(Este texto lleva escrito algunas semanas, desde poco después del comienzo del confinamiento. Quizás algunas afirmaciones ahora las matizaría, pero en su conjunto, aún me sirve en el propósito de organizarme la cabeza)
No sé, quizás por miedo a la respuesta o, más bien, a la falta de respuesta, ninguno nos estamos atreviendo a preguntar en voz alta qué nos está pasando. Eludimos la verbalización abrupta y abismal de nuestra incertidumbre, de nuestro miedo, y nos esforzamos en proponer escenarios explicativos para este presente perplejo, junto a necesarias estrategias que nos alejen de la desgracia lo más rápidamente posible y soluciones sólidas para el futuro. De momento, ante un enemigo contra el que no tenemos un arma específica a su altura, hemos decidido, sucesivamente a un lado y otro del orbe, optar por la retirada, esconder el flanco débil, practicar la táctica probada de tierra vaciada, mientras encontramos soluciones que nos devuelvan a nuestro anterior estado de confort y seguridad. Y está bien. No hay otra opción. Muchos se quejan del uso del lenguaje bélico a la hora de explicar esta crisis pandémica por parte de los gobernantes y líderes. Seguramente llevan razón y convendría más a nuestra esperanza enarbolar una semántica con más luz. Aunque lo cierto es que, como dice Mónica Müller (Pandemia: Virus y Miedo; ed. Paidós, 2020), nuestro organismo alberga “un ejército aguerrido, un cuerpo de policía imbatible, una tropa de gendarmería y un sistema de aniquilación del enemigo impresionantes”. Y ahí estamos, peleando en teoría (¡ay!) todos a una contra un adversario astuto, vampírico, replicante en grado sumo, y lo peor de todo, invisible, en muchos casos incluso para los sabios y expertos, pues se muestra capaz de invadirnos sin un gesto, sin una pequeña señal, a través de los cuerpos ocupados de nuestros amigos asintomáticos o de nuestros objetos más amados. Una verdadera pesadilla, digna del más taquillero thriller de ciencia ficción. Pero está ocurriendo. Ocurre y, sin embargo, ¿dónde diablos estaba, donde está el enemigo? Yo diría, también como tantas veces han repetido predicadores, escritores o psicólogos que el enemigo estaba en nosotros mismos. ¡Ah, vale, lo de siempre! ¿Y? Realmente, poco más. Lo de siempre. Que no tenemos memoria, que hemos desterrado la memoria de nuestros basamentos sociales, porque la memoria siempre trabaja como Pepito Grillo, y eso incomoda. Más aún en este tiempo nuestro de meros y efímeros instantes de sentido flotante, tan convenientes para las compañías y corporaciones que agigantan su poder a base de alimentarlos lo justo y luego hacerlos estallar.
No cesamos de repetir que nunca hemos vivido algo como esta pandemia provocada por el virus Covid19. Es verdad.
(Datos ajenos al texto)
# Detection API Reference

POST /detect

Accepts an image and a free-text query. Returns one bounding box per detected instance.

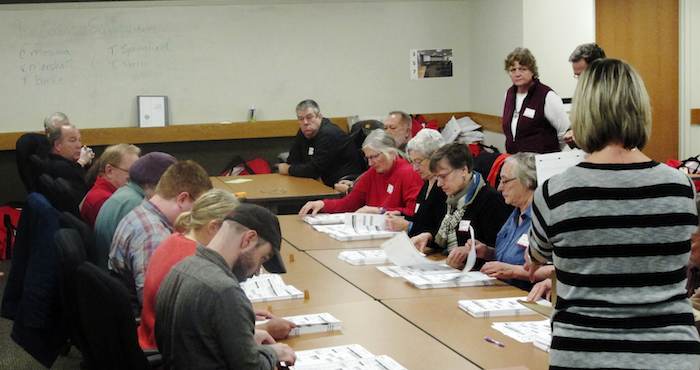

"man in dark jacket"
[277,100,362,187]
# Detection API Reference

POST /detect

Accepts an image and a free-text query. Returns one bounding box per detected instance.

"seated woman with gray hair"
[299,129,422,216]
[447,152,553,290]
[387,128,447,236]
[411,143,511,254]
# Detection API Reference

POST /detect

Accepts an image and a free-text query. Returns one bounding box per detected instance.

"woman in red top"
[80,144,141,228]
[138,189,294,349]
[299,130,423,216]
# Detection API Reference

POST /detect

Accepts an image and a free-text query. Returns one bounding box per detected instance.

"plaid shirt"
[109,200,173,314]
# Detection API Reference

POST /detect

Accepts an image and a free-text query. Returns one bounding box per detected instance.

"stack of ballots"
[377,231,498,289]
[241,274,304,302]
[442,116,484,144]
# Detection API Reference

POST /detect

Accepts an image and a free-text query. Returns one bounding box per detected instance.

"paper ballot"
[241,274,304,302]
[338,249,388,266]
[290,344,406,370]
[535,149,586,184]
[491,320,552,343]
[457,297,551,317]
[255,312,342,337]
[304,213,345,225]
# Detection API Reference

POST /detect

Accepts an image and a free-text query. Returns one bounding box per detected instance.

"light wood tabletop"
[278,215,386,251]
[307,250,522,300]
[254,241,372,312]
[275,302,478,370]
[383,294,549,370]
[211,173,340,203]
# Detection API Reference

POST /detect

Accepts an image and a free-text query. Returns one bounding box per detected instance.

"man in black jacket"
[277,99,362,187]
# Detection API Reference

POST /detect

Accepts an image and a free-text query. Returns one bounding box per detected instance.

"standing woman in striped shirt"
[528,59,700,370]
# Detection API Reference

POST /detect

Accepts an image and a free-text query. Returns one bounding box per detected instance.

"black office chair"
[74,262,162,370]
[59,212,96,268]
[15,132,49,194]
[54,228,87,358]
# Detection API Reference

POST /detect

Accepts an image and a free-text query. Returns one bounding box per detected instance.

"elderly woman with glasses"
[299,130,422,216]
[526,59,700,370]
[447,153,552,290]
[412,143,511,253]
[387,128,447,236]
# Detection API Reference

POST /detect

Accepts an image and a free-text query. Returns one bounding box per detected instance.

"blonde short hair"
[571,59,651,153]
[175,189,239,232]
[504,48,540,78]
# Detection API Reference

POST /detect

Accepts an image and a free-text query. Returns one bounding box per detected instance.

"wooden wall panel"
[596,0,679,161]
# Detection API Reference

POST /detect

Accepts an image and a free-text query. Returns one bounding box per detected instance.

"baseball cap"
[224,203,287,274]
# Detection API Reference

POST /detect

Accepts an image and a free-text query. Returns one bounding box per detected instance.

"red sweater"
[80,176,117,229]
[323,157,423,216]
[138,233,197,349]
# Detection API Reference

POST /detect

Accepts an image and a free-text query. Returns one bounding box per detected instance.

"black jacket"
[406,181,447,236]
[432,184,513,249]
[287,118,362,187]
[2,193,68,367]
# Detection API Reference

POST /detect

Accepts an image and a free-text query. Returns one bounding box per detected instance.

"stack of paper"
[241,274,304,302]
[377,234,498,289]
[304,213,345,225]
[457,297,551,317]
[255,312,342,337]
[290,344,407,370]
[491,320,552,343]
[314,224,396,242]
[403,271,498,289]
[338,249,388,266]
[307,213,396,241]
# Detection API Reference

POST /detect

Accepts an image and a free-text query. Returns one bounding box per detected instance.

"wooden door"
[596,0,679,161]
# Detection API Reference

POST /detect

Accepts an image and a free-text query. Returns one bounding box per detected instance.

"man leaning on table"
[277,99,362,187]
[155,204,296,369]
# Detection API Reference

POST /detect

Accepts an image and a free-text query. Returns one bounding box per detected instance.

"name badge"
[523,108,535,118]
[515,234,530,248]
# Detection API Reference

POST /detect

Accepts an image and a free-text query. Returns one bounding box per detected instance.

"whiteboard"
[0,1,469,132]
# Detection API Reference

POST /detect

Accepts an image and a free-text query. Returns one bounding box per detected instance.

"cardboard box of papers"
[241,274,304,302]
[457,297,551,317]
[338,249,388,266]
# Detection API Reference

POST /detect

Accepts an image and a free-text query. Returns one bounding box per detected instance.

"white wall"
[0,1,473,132]
[523,0,595,98]
[679,0,700,159]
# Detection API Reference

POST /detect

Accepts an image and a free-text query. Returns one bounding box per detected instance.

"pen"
[484,337,506,348]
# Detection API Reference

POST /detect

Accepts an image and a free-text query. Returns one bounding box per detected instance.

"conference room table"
[210,173,341,211]
[278,215,386,251]
[274,215,548,370]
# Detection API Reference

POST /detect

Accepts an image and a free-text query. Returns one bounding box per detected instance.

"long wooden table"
[278,215,386,251]
[382,294,549,370]
[211,173,340,206]
[275,302,478,370]
[254,241,373,312]
[307,250,522,300]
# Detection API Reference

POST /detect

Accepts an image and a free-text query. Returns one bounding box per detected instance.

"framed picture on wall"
[136,95,168,127]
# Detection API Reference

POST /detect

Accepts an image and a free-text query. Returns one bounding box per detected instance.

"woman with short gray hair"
[529,59,700,370]
[447,153,552,290]
[387,128,447,237]
[299,129,422,216]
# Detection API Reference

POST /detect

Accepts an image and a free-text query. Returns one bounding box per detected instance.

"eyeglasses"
[411,158,428,168]
[365,153,382,162]
[297,113,316,122]
[435,168,461,182]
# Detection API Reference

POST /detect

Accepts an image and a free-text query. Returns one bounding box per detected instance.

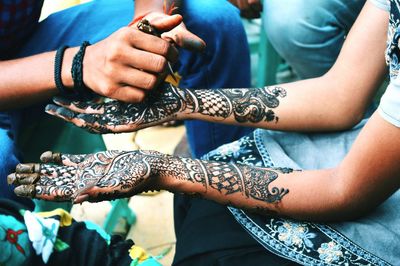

Pero, los científicos aseguran que las pandemias son “inevitables” y cíclicas, y si hubiéramos tenido memoria colectiva, si hubiéramos querido saberlo, habríamos recorrido otros escenarios históricos en los que el encuentro de culturas, el acercamiento de los territorios a través de la aceleración técnica de las comunicaciones, la acumulación extrema de población en las ciudades, estallaron en hecatombes epidémicas, desde la antigüedad hasta nuestro propio siglo: peste de Atenas, peste negra, viruela, sarampión, gripe de 1918, gripe A … A estas alturas ya nos las han contado hasta la saciedad, pero si hubiéramos enarbolado la memoria antes, habríamos quizás exigido a los líderes mundiales estar preparados y no responder con torpes bravuconadas, o con silencio connivente, a la invasión descontrolada de los espacios naturales y de las formas de producción tradicionales por parte de la agroindustria capitalista, una encrucijada ideal para la aparición de virus como el Covid19, que provienen del espacio salvaje, pero necesitan aclimatarse previamente en un animal doméstico para llegar hasta nosotros. Nadie habla ya de Greta Thunberg, casi tan omnipresente hace tan solo unos meses en los informativos del mundo como ahora lo es el virus. Sin embargo, el cambio climático y el Covid19 forman parte de la misma deriva. El enemigo invisible ha hecho visible el alcance de nuestro crecimiento cancerígeno como sociedad. Nos ha colocado de repente y de golpe ante nuestra inmensa fragilidad, patógenos para nosotros mismos y tan perdidos y atemorizados que, -convencidos de que los tests masivos (sólo nos cuentan que hoy no estamos infectados, pero no que no vayamos a estarlo mañana) y la tecnología (que nos discriminará en aptos y no aptos, como antaño la religión) nos librarán de todo mal-, estamos a punto de dejarnos ingresar en la ficción que en un tiempo más aborrecimos: el mundo de Orwell.